The deal was made possible by Dodd-Frank regulation rollbacks the Trump Administration has enacted. These regulations were put in place after the crash to monitor banks to make sure they didn't, once again, become "too big to fail". Analysts are now worried that banks will begin engaging in the same kinds of dangerous practices that led to the 2008 crash.

"Nothing to see here, just a Wall Street bank trying to increase its size, operational complexity, and interconnectedness...while regulators roll back post-crisis rules...while risks are building in the financial system," Gregg Gelzinis, senior policy analyst for Economic Policy at American Progress, tweeted in response to a New York Times (NYT  ) update on the deal.

E-Trade has more than 5.2 million client accounts compared to Morgan's existing 3 million clients, but Morgan's clients represent $2.7 trillion compared to E-Trade's $360 billion. This goes to show the difference in wealth levels between E-Trade and Morgan clients, something which Morgan undoubtedly took into account.

Acquiring E-Trade "will significantly increase the scale and breadth of Morgan Stanley's Wealth Management franchise, and positions Morgan Stanley to be an industry leader in Wealth Management across all channels and wealth segments," Morgan Stanley said in a statement.

This deal is another sign of the profitability of online brokerage services.

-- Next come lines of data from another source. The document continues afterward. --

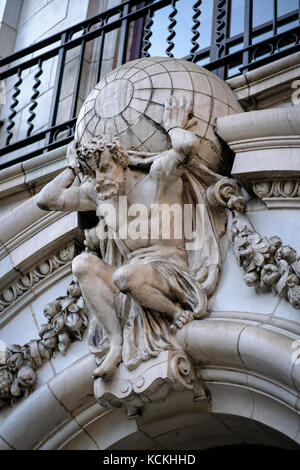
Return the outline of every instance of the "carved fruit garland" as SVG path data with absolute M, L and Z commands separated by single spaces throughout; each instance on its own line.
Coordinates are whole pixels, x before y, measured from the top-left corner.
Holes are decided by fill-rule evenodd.
M 262 237 L 246 216 L 234 212 L 231 221 L 233 252 L 244 269 L 247 286 L 262 292 L 273 291 L 300 308 L 300 259 L 289 245 L 277 237 Z
M 300 309 L 300 257 L 294 248 L 277 236 L 262 237 L 255 231 L 243 213 L 245 201 L 236 181 L 221 179 L 208 188 L 207 199 L 228 209 L 229 236 L 247 286 L 273 291 Z
M 12 344 L 5 351 L 0 363 L 0 407 L 27 397 L 37 381 L 36 370 L 55 352 L 65 354 L 73 341 L 82 339 L 88 317 L 78 283 L 73 280 L 66 296 L 47 304 L 44 315 L 48 323 L 41 325 L 40 339 L 23 346 Z

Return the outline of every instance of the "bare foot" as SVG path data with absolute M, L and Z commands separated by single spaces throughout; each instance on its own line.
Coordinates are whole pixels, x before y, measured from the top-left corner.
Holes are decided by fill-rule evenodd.
M 102 364 L 92 373 L 94 378 L 111 376 L 122 361 L 122 347 L 111 348 Z
M 176 315 L 175 320 L 171 323 L 169 331 L 171 335 L 174 335 L 177 330 L 182 328 L 192 319 L 192 312 L 189 310 L 180 310 Z

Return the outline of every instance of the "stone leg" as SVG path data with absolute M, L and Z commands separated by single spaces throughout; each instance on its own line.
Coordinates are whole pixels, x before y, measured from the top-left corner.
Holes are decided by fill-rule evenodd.
M 174 324 L 171 333 L 192 318 L 192 312 L 183 310 L 165 277 L 151 264 L 122 266 L 114 272 L 112 281 L 143 307 L 166 314 Z
M 118 290 L 112 282 L 114 269 L 95 255 L 81 253 L 74 258 L 72 270 L 87 307 L 101 322 L 110 342 L 107 356 L 93 372 L 94 377 L 107 377 L 122 360 L 123 336 L 115 306 Z

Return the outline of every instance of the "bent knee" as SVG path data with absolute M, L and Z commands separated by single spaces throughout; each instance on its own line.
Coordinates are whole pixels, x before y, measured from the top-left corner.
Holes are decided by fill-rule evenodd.
M 124 294 L 129 293 L 133 287 L 134 283 L 136 284 L 136 276 L 134 276 L 134 271 L 129 266 L 122 266 L 117 269 L 112 276 L 112 281 L 114 285 Z
M 98 258 L 91 253 L 80 253 L 80 255 L 76 256 L 72 262 L 72 272 L 76 277 L 84 276 L 88 274 L 93 264 L 95 263 L 95 259 Z

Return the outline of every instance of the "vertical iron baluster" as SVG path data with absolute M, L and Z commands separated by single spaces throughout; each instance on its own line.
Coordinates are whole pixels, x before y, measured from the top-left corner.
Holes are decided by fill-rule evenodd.
M 277 34 L 277 0 L 273 0 L 273 36 Z
M 144 8 L 147 5 L 145 1 L 137 5 L 137 10 Z M 133 34 L 131 39 L 131 47 L 129 51 L 129 61 L 139 59 L 141 57 L 143 31 L 144 31 L 145 16 L 142 16 L 134 22 Z
M 57 111 L 59 105 L 59 98 L 60 98 L 60 90 L 62 79 L 64 75 L 64 67 L 65 67 L 65 60 L 66 60 L 66 49 L 64 47 L 65 43 L 67 42 L 67 33 L 63 33 L 61 37 L 61 48 L 58 53 L 58 61 L 57 61 L 57 69 L 56 69 L 56 77 L 55 83 L 53 88 L 53 99 L 50 111 L 50 127 L 54 127 L 56 124 L 57 118 Z M 48 144 L 51 144 L 53 141 L 53 134 L 50 133 Z
M 252 11 L 253 0 L 245 0 L 245 16 L 244 16 L 244 49 L 252 44 Z M 243 53 L 243 66 L 250 63 L 249 50 Z M 243 68 L 243 73 L 248 72 L 248 68 Z
M 300 1 L 300 0 L 299 0 Z M 153 25 L 153 12 L 149 8 L 146 16 L 145 26 L 144 26 L 144 36 L 143 36 L 143 47 L 142 47 L 142 57 L 150 57 L 148 52 L 151 47 L 150 38 L 152 36 L 152 25 Z
M 22 75 L 22 71 L 21 69 L 18 70 L 18 74 L 17 74 L 17 77 L 18 77 L 18 80 L 16 82 L 16 84 L 14 85 L 14 90 L 15 92 L 13 93 L 12 95 L 12 104 L 10 106 L 10 111 L 11 111 L 11 114 L 9 115 L 8 117 L 8 126 L 7 126 L 7 129 L 6 129 L 6 132 L 8 134 L 7 136 L 7 139 L 6 139 L 6 145 L 9 145 L 12 137 L 13 137 L 13 132 L 11 131 L 12 128 L 15 126 L 15 121 L 14 121 L 14 117 L 16 116 L 17 112 L 15 110 L 15 108 L 18 106 L 19 104 L 19 100 L 17 100 L 17 96 L 19 96 L 19 94 L 21 93 L 21 90 L 19 88 L 19 86 L 21 85 L 21 83 L 23 82 L 22 78 L 21 78 L 21 75 Z
M 169 44 L 167 49 L 166 49 L 166 54 L 168 57 L 174 57 L 174 54 L 172 54 L 172 49 L 174 49 L 174 42 L 173 42 L 173 39 L 176 35 L 175 31 L 174 31 L 174 27 L 176 26 L 177 24 L 177 21 L 175 20 L 175 16 L 177 15 L 177 10 L 176 10 L 176 2 L 177 0 L 172 0 L 172 12 L 170 13 L 169 15 L 169 20 L 170 20 L 170 24 L 168 26 L 168 31 L 169 31 L 169 36 L 167 37 L 167 43 Z
M 101 26 L 103 26 L 103 21 Z M 100 50 L 99 50 L 99 63 L 98 63 L 98 68 L 97 68 L 97 77 L 96 77 L 96 83 L 99 82 L 100 77 L 101 77 L 101 69 L 102 69 L 102 59 L 103 59 L 103 51 L 104 51 L 104 44 L 105 44 L 105 32 L 102 30 L 100 37 Z
M 83 32 L 83 34 L 84 33 L 85 31 Z M 81 47 L 80 47 L 79 67 L 78 67 L 77 76 L 76 76 L 76 84 L 75 84 L 75 90 L 74 90 L 71 119 L 75 118 L 77 115 L 77 103 L 78 103 L 78 95 L 79 95 L 79 89 L 80 89 L 81 74 L 82 74 L 82 69 L 83 69 L 84 53 L 85 53 L 85 40 L 83 39 L 81 41 Z
M 300 24 L 300 0 L 298 1 L 298 21 Z
M 30 99 L 31 101 L 31 106 L 29 107 L 29 118 L 27 119 L 27 124 L 29 126 L 28 128 L 28 131 L 27 131 L 27 137 L 29 137 L 31 135 L 31 132 L 33 131 L 33 119 L 35 118 L 36 114 L 34 112 L 35 108 L 37 107 L 37 97 L 39 96 L 40 92 L 38 90 L 40 84 L 41 84 L 41 80 L 39 80 L 39 77 L 42 75 L 43 73 L 43 70 L 42 70 L 42 61 L 39 60 L 38 62 L 38 71 L 37 73 L 34 75 L 34 81 L 35 81 L 35 84 L 33 85 L 32 89 L 33 89 L 33 95 Z
M 192 33 L 193 33 L 193 37 L 191 39 L 191 43 L 193 44 L 193 47 L 191 49 L 191 56 L 192 56 L 192 62 L 196 62 L 197 60 L 197 50 L 199 49 L 199 43 L 198 43 L 198 38 L 200 36 L 200 32 L 199 32 L 199 27 L 200 27 L 200 21 L 198 20 L 199 16 L 201 15 L 201 11 L 200 11 L 200 6 L 201 6 L 201 3 L 202 3 L 202 0 L 197 0 L 197 2 L 194 4 L 193 6 L 193 10 L 194 10 L 194 15 L 192 17 L 192 20 L 193 20 L 193 27 L 192 27 Z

Just months ago, Charles Schwab (SCHW  ) and TD Ameritrade Holding Corp. (AMTD  ) announced they would be merging in a $26 billion deal. Schwab and TD Ameritrade are both competitors of E-Trade, so this new deal is not totally a surprise.

This deal has been on Morgan Stanley Chief Executive James Gorman's mind since 2002, he told the Wall Street Journal Thursday. It was the Schwab/TD Ameritrade deal which made Gorman's plan possible after all those years.

These deals illustrate "the increasingly powerful drive toward ever-greater concentration of market power in the financial industry," said Cornell Law Professor of financial regulation and banking law Saule Omarova. According to Omarova, managing ordinary people's money is becoming more and more profitable as technology advances.

Meanwhile, banking is becoming increasingly lawless. This puts the whole financial system at risk.

"Reducing the stringency of bank capital requirements, liquidity rules and stress testing makes large bank failures more likely, while watering down living wills requirements magnifies the economic devastation caused by such failures," Gelzinis said after Trump eased restrictions in late 2019.